Assistant U.S. Attorney Todd Greenberg said:
“One of Masmari’s close associates was interviewed by investigators and reported that Masmari confided in him that he ‘burned a gay club’ and that he did it because ‘what these people are doing is wrong.’” In another report from February, we learn that an informant told the FBI before this attack that Masmari could be planning “terrorist activity,” and that he had “opined that homosexuals should be exterminated.”
PJMedia.com [8/25/14] comments: This incident should have been the impetus for a national discussion of violent Sharia [Islamic law] enforcement in the U.S., and an examination of what could be done to stop Sharia vigilantism. Instead, the mainstream media largely ignored the obvious motive; in this report, it is discussed as “homophobia,” with no hint that this was one of the first incidents of violent Sharia enforcement in the U.S.
The problem with LGBT groups, as with the civil rights organizations they modeled themselves on, is that they don’t focus on individual rights. Instead, they focus on rights for people as a group. But rights are not concepts which depend upon one’s status as a perceived/actual victim, or membership in a minority group; if they were, gays/lesbians and Sharia law enforcers would enjoy equal status (an impossible contradiction).
Rights define and sanction an individual’s freedom of action in a social context. [Ayn Rand’s definition, which I share]. Note that a right applies to an individual. It’s not possible to claim group rights (for any group) as equivalent or superior to any individual right. A group is nothing more than some number of individuals.
The concept of individual rights solves the whole problem. Muslims, fundamentalist Christians, or anyone else are entitled to believe and practice whatever they wish — so long as they do not impose force on others. That’s the moment they’re breaking the law. And yes, the secular government (divorced from any church) is the final authority, legally speaking. Unfortunately, progressive types in our government and academia are so caught up in their moral and social relativism that they have nothing to say when Sharia Law demands, “Who are you to claim your secular law is any better than ours?”
You cannot attempt to apply a Christian ethic (“love, don’t hate”) to the protection of individual rights. Barbaric advocates of “Sharia law” (nothing more than literal lawlessness) illustrate this more clearly than anyone.

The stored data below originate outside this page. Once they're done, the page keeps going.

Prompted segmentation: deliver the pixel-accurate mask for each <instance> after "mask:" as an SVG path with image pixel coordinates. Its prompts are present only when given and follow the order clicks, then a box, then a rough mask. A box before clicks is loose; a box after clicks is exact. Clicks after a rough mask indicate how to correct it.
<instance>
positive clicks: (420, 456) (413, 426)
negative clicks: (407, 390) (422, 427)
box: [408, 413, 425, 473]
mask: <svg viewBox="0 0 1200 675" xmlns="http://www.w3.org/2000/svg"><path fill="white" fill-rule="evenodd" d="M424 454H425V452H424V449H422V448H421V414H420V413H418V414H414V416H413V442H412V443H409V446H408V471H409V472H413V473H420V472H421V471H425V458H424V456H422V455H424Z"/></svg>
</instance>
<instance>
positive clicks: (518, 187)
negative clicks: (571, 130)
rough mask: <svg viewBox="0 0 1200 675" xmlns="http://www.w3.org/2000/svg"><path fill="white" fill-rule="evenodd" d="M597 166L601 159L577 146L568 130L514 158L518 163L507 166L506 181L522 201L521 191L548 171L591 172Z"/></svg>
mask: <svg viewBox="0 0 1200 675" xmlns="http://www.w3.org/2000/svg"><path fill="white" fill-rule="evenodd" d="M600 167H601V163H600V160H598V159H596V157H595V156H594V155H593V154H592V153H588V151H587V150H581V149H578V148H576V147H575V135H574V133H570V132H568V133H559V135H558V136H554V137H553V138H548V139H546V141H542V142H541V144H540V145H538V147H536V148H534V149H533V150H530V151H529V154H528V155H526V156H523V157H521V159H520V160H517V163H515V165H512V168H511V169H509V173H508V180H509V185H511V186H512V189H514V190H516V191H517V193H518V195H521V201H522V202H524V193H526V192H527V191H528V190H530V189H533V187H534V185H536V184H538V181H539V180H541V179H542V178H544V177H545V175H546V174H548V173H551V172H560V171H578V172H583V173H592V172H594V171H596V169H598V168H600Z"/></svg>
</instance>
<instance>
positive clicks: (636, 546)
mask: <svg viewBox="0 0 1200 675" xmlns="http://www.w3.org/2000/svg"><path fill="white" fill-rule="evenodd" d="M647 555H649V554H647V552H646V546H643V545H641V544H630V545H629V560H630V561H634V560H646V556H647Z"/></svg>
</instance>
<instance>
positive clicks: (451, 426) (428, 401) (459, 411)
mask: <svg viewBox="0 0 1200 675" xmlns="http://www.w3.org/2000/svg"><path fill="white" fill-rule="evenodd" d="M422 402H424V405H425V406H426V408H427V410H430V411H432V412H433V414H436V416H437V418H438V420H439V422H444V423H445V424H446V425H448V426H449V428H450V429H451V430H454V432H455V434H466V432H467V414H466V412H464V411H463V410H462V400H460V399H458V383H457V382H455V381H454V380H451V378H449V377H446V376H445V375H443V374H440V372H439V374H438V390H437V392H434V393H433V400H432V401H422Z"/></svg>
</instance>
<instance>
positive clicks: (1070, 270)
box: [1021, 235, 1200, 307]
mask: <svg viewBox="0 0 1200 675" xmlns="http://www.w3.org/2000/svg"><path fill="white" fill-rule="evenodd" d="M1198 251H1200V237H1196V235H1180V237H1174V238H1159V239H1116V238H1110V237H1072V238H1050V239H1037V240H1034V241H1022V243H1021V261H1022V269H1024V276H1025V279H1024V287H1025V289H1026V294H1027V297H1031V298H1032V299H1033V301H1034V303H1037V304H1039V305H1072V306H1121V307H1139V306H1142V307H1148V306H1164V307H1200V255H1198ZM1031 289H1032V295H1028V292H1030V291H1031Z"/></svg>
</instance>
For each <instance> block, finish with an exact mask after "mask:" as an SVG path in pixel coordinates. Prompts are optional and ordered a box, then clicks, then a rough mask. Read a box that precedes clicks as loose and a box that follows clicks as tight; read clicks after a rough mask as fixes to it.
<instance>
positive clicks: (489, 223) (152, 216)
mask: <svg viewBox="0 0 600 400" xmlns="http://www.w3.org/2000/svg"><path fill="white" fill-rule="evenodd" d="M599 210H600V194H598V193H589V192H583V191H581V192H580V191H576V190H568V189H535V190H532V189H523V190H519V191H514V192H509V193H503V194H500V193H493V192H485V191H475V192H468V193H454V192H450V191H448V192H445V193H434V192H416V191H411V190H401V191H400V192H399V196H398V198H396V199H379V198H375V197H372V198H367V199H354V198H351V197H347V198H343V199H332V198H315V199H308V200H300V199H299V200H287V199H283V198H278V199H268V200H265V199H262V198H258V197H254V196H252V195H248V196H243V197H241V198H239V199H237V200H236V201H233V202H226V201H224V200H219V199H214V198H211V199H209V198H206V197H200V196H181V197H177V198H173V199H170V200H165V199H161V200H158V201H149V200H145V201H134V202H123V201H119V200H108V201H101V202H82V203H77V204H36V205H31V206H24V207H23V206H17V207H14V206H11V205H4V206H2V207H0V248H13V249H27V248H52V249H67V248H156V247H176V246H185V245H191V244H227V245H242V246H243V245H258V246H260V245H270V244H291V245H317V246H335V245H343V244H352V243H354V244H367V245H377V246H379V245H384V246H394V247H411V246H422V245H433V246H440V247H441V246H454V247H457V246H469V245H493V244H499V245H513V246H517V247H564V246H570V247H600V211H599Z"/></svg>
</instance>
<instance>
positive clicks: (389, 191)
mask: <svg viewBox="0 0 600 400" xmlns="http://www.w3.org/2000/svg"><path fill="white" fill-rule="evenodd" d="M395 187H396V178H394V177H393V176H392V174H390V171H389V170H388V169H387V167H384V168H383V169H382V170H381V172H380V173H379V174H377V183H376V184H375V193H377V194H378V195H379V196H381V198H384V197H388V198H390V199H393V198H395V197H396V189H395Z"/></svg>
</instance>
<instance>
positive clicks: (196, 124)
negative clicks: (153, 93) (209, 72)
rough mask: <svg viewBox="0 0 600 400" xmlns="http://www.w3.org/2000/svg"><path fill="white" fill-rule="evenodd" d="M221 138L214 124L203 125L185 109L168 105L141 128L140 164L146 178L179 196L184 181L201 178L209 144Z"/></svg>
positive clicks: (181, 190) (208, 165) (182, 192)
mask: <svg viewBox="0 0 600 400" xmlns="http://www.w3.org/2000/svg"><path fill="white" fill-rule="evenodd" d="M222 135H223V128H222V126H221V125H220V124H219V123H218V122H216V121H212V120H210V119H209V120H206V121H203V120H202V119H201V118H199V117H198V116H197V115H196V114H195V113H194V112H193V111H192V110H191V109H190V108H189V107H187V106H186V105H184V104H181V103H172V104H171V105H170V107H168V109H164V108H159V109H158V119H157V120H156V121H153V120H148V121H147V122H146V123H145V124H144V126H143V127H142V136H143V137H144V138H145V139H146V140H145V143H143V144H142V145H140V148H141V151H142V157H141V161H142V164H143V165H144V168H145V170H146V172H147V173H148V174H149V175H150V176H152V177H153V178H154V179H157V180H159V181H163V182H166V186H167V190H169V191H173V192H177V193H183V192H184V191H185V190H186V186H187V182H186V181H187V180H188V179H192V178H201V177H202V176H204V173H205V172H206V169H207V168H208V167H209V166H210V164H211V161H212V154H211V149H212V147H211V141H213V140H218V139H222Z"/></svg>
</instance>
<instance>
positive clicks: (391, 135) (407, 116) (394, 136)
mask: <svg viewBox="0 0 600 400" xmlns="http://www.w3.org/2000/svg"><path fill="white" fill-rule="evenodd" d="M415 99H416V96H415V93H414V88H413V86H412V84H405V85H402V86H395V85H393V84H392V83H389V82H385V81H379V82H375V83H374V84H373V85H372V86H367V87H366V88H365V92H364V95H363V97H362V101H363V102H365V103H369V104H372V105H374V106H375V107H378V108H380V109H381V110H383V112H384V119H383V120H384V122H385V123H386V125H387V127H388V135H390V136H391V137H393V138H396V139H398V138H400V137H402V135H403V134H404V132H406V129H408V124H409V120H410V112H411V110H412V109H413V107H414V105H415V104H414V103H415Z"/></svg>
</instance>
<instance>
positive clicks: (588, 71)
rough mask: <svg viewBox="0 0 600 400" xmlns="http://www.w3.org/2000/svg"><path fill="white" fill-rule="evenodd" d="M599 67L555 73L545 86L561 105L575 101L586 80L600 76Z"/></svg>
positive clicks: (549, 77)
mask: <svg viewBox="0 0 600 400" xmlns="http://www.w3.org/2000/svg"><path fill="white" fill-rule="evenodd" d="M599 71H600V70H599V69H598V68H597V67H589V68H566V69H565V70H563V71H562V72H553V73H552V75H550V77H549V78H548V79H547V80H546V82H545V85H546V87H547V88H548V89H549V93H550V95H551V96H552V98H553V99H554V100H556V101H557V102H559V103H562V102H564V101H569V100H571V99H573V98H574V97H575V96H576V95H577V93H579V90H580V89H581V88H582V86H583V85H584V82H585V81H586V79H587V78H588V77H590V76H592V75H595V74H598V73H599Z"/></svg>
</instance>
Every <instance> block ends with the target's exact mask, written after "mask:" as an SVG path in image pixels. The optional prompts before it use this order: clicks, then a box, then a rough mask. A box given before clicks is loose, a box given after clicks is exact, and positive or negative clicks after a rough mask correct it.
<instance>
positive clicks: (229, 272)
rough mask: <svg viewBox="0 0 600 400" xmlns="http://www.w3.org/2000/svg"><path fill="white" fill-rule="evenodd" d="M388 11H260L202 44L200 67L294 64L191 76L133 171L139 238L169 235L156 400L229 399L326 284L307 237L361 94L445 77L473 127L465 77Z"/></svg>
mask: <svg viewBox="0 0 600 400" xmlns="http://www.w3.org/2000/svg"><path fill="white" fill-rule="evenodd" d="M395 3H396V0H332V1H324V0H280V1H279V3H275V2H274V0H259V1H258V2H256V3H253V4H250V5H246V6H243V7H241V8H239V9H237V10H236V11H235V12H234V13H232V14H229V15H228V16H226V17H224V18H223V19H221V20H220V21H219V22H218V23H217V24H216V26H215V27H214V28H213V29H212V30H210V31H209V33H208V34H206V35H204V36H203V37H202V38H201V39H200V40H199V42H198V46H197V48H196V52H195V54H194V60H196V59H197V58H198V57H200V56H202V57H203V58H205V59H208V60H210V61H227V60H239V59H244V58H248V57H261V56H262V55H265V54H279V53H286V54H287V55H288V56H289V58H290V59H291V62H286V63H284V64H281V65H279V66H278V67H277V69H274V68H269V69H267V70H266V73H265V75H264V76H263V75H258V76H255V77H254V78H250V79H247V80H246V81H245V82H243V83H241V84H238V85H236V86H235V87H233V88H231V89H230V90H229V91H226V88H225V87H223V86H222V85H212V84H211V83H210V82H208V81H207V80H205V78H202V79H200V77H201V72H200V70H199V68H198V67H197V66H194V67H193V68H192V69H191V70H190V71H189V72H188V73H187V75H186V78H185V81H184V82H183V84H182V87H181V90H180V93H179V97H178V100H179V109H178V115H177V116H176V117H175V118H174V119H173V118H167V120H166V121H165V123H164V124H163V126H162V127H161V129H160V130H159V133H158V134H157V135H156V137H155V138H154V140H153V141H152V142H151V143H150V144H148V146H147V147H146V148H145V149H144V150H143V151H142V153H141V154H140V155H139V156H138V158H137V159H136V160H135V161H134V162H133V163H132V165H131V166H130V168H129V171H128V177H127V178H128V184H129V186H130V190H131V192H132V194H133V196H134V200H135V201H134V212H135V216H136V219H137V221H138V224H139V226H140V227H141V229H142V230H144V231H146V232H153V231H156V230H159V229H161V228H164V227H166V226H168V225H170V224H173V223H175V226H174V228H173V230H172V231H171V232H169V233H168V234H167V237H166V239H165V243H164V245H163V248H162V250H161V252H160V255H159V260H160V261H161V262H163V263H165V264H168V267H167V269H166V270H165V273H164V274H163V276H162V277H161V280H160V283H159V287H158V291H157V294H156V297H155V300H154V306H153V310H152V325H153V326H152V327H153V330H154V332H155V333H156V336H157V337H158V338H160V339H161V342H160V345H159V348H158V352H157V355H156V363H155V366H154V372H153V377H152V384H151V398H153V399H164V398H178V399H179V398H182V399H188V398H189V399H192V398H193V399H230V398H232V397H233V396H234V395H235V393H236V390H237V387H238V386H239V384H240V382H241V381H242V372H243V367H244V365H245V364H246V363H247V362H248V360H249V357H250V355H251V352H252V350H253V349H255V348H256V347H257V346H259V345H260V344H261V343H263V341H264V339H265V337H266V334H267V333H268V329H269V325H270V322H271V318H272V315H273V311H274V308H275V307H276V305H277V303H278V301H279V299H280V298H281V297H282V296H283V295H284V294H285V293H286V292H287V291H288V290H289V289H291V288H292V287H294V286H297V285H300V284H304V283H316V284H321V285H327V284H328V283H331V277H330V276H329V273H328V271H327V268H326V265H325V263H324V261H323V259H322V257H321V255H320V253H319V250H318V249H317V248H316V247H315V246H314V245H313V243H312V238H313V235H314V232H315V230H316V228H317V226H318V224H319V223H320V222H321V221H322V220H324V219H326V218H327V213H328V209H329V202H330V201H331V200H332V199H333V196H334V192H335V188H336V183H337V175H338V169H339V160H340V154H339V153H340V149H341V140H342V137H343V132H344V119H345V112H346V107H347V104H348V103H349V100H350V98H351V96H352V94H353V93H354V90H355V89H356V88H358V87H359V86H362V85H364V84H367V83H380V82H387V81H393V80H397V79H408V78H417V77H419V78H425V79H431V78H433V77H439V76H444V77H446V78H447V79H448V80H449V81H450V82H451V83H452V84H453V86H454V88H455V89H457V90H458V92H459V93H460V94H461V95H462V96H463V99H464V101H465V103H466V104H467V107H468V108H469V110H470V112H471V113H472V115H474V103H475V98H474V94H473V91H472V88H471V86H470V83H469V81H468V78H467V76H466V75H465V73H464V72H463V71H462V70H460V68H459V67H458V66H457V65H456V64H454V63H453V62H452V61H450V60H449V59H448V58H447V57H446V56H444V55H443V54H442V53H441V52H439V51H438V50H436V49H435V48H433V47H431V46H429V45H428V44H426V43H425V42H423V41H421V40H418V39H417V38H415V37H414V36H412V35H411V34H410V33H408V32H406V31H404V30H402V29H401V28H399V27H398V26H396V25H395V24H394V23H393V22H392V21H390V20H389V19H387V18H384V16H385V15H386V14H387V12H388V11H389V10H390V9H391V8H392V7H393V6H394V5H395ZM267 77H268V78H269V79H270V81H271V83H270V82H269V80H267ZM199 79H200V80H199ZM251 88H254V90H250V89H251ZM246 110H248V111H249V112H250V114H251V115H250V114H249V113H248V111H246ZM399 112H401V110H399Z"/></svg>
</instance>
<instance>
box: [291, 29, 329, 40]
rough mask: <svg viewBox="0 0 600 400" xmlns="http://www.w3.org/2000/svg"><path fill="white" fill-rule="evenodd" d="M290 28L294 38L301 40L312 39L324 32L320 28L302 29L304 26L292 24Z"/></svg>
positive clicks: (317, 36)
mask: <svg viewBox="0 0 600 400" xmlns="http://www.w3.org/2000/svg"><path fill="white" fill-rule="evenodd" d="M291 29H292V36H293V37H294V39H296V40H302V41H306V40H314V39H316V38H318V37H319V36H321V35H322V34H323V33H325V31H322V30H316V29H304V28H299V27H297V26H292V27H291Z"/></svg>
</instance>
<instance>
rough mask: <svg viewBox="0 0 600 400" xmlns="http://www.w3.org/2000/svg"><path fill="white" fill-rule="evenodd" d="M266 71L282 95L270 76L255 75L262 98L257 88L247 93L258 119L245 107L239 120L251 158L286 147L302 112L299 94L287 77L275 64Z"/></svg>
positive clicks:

Instead of asserting an equal individual right to live free from force, LGBT and civil rights groups instead focus on moralism and shaming, usually by calling people “hateful” and trying to inspire them (coerced sensitivity seminars, and the like) to their better selves. But truly hateful people will not be inspired to anything, other than to continue hating. It’s regrettable, but true. And Islamic haters are truly the father of all hate groups.
When you have an entire religion which believes in merging government and state, gaining ground militarily in the Middle East and starting to assert itself with violence in mostly civilized American cities, you’ve got a very serious problem on your hands.
The progressive types are not ready for such a challenge; nor is most of America, not yet at least.